So pulling up AI technology on the basis of quality is risky, and it assumes that the people investing in this technology care about quality in the first place. Even appealing to players‘ fears that the future of games might be less good then the present is questionable: we already know players are willing to accept a lot of bad changes if they appear inevitable, arrive slowly enough, or are backed by enough money – that’s why people are slowly shifting to subscription-based access to games, for instance. It’s perfectly reasonable to assume that tomorrow’s AI systems might be better than today’s, and it’s likely that companies will be willing to use them even if they aren’t. So it pays to ask ourselves, what are our real objections to this technology? Because I don’t think it’s the fingers thing.

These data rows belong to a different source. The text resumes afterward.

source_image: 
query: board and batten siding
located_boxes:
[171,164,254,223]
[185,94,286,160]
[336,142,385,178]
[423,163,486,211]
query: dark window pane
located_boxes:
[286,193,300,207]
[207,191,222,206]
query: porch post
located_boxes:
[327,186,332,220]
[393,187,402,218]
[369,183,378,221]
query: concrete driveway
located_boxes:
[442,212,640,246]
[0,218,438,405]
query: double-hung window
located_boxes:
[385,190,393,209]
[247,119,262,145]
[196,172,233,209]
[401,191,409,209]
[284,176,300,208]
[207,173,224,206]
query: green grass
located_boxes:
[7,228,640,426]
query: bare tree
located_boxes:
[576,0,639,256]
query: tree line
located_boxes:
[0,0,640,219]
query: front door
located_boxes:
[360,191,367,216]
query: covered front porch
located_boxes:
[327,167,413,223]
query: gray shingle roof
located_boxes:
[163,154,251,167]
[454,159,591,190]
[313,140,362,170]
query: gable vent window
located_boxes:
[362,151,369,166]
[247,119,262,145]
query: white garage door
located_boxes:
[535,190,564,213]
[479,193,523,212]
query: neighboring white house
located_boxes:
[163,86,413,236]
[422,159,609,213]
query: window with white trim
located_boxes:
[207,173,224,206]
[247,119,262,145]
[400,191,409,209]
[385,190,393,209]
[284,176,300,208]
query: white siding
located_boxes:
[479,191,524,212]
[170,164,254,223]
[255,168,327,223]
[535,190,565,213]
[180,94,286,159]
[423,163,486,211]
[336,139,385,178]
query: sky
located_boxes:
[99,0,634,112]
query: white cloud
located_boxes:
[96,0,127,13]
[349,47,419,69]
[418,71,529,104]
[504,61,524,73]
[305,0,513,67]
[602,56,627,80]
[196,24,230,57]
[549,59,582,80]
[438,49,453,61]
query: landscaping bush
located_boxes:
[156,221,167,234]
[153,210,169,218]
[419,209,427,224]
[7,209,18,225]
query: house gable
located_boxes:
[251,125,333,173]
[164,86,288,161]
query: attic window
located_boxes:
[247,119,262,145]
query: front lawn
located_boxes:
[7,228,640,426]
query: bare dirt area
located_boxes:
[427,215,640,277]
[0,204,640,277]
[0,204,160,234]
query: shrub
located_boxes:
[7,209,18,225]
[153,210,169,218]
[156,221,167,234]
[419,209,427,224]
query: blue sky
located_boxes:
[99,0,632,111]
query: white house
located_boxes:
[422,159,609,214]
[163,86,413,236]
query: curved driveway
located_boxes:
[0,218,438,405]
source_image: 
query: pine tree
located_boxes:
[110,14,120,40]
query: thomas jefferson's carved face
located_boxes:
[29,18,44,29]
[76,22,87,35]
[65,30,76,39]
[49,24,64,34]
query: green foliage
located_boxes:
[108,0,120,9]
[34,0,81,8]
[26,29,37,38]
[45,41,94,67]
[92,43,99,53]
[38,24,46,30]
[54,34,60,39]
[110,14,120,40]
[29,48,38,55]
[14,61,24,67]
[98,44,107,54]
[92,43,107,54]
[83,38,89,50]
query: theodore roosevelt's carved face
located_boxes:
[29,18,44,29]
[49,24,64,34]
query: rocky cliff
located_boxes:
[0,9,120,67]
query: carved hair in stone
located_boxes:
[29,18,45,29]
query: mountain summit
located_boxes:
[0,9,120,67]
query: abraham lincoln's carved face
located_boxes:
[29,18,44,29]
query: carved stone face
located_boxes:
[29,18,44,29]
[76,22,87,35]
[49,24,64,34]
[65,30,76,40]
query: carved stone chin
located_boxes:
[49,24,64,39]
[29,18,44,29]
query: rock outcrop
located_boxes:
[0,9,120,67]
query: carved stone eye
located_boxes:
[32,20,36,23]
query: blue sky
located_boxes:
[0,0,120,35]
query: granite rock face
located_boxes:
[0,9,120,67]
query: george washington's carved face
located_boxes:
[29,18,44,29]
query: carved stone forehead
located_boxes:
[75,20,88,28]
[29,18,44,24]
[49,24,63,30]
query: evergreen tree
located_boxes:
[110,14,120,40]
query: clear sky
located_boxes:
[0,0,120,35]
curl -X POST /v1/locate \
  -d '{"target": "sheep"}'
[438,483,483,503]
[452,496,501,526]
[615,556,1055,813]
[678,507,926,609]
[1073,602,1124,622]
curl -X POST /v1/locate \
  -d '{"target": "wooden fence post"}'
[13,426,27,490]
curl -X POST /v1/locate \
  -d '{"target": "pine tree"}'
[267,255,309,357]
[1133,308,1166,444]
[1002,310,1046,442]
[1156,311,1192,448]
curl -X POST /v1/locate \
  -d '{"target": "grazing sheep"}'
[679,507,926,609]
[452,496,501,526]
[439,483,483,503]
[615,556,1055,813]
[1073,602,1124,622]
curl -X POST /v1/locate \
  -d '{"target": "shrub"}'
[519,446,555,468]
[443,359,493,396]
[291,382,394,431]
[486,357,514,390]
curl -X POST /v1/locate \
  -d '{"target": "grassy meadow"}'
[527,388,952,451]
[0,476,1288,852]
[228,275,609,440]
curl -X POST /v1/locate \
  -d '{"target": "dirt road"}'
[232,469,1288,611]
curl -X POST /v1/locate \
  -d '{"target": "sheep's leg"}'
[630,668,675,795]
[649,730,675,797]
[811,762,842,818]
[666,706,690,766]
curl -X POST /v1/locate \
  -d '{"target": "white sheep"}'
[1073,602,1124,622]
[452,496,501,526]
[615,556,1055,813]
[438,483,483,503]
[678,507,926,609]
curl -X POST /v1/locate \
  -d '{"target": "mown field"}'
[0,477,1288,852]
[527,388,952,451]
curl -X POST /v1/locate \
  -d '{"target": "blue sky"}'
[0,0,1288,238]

As I mentioned in another post about the use of AI to ‚free up time‘ or help people ‚focus on the good parts of the job‘, I think when criticising AI business models or products it is often quite revealing to simply take all their claims at face value. The reason for this is that technology stakeholders are often credulous morons. So: nVidia announces that it has built an AI system that can write and voice NPC dialogue dynamically in response to player input. In their demo, a player walks up to a bartender and has a conversation which reveals a quest that they take on, but the player can talk about whatever they like, and the AI system can generate dialogue in response, and voice it, all in real-time. No need for authored dialogue. Imagine the possibilities!
Thing is, if you actually do imagine the possibilities, stuff gets weird pretty quickly. For example, the Verge article mentions that characters can be designed with ’safeguards‘ which stop the AI from saying things they shouldn’t. Current safeguards on tools like ChatGPT prevent almost any discussion of political ideas or acts of violence. How do I use an AI tool to embody a French resistance fighter in World War 2? Should I be able to ask her how she feels about communism, or what process she’s using for making improvised bombs? The answer for most game developers is going to be a resounding ’no‘, and the only solution an AI will be able to find will be to weasel out of answering the question in a way that is now becoming very familiar to anyone who’s interacted with ChatGPT. Now imagine this dilemma being repeated for characters across the games industry: licensed sports personalities in Football Manager; real historical figures in Civilisation; genocidal aliens in Stellaris. The only possible way to get half of these characters embodied by an AI would require neutering almost all conversation topics outside of the weather and what they put in their ramen.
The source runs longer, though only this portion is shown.